DKMS: install completed.
modprobe: ERROR: could not insert 'nv_peer_mem': Invalid argument
dpkg: error processing package nvidia-peer-memory-dkms (--install):
 subprocess installed post-installation script returned error exit status 1
Errors were encountered while processing:
 nvidia-peer-memory-dkms

The dmesg errors are:

$ dmesg | grep nv_peer_mem
[1624474.366292] nv_peer_mem: Unknown symbol nvidia_p2p_dma_map_pages (err -22)
[1624474.366314] nv_peer_mem: disagrees about version of symbol nvidia_p2p_free_dma_mapping
[1624474.366316] nv_peer_mem: Unknown symbol nvidia_p2p_free_dma_mapping (err -22)
[1624474.366338] nv_peer_mem: disagrees about version of symbol nvidia_p2p_free_page_table
[1624474.366340] nv_peer_mem: Unknown symbol nvidia_p2p_free_page_table (err -22)
[1633847.270244] nv_peer_mem: disagrees about version of symbol nvidia_p2p_dma_unmap_pages
[1633847.270249] nv_peer_mem: Unknown symbol nvidia_p2p_dma_unmap_pages (err -22)
[1633847.270275] nv_peer_mem: disagrees about version of symbol nvidia_p2p_get_pages
[1633847.270277] nv_peer_mem: Unknown symbol nvidia_p2p_get_pages (err -22)
[1633847.270296] nv_peer_mem: disagrees about version of symbol nvidia_p2p_put_pages
[1633847.270298] nv_peer_mem: Unknown symbol nvidia_p2p_put_pages (err -22)
[1633847.270347] nv_peer_mem: disagrees about version of symbol nvidia_p2p_dma_map_pages
[1633847.270349] nv_peer_mem: Unknown symbol nvidia_p2p_dma_map_pages (err -22)
[1633847.270367] nv_peer_mem: disagrees about version of symbol nvidia_p2p_free_dma_mapping
[1633847.270369] nv_peer_mem: Unknown symbol nvidia_p2p_free_dma_mapping (err -22)
[1633847.270386] nv_peer_mem: disagrees about version of symbol nvidia_p2p_free_page_table
[1633847.270388] nv_peer_mem: Unknown symbol nvidia_p2p_free_page_table (err -22)

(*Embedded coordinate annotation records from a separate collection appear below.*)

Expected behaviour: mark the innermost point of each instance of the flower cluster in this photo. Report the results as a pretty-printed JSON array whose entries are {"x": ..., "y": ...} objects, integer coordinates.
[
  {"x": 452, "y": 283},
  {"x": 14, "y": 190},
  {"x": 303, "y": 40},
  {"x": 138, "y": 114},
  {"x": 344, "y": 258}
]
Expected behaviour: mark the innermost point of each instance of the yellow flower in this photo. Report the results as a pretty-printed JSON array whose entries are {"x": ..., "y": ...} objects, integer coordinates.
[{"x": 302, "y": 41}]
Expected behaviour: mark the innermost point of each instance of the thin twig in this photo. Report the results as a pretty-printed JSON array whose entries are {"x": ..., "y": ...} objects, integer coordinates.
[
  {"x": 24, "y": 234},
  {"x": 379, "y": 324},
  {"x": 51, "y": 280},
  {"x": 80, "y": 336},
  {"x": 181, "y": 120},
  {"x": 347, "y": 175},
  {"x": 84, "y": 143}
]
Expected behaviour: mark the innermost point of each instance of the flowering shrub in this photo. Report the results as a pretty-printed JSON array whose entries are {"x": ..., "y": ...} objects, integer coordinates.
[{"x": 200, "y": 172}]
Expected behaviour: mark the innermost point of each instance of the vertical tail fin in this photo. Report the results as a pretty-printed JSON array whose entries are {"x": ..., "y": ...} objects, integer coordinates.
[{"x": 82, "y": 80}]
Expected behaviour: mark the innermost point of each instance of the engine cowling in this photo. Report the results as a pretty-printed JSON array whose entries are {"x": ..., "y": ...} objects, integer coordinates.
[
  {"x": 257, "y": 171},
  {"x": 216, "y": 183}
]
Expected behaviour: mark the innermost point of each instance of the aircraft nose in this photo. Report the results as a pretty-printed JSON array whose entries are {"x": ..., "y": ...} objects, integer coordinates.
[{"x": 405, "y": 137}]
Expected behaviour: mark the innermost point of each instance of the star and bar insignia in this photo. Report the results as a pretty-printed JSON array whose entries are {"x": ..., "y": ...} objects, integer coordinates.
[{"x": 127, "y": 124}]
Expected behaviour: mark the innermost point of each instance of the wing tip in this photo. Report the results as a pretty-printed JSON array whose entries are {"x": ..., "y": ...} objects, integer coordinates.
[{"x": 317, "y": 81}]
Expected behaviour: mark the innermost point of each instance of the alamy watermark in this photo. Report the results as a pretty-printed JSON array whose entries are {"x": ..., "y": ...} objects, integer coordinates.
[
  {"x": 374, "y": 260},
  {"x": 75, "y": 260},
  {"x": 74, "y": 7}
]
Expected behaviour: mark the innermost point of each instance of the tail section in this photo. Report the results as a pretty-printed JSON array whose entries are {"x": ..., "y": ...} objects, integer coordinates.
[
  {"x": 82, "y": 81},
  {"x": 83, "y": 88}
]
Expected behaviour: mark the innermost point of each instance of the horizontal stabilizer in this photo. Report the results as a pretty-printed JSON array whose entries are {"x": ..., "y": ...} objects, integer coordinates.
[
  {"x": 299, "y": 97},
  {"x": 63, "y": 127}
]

I checked the following similar issues but found they are not the source of the problem.

e-ago commented 4 years ago

Something similar in https://github.com/Mellanox/nv_peer_memory/issues/55

czkkkkkk commented 4 years ago

I solved this problem by changing to the release branch.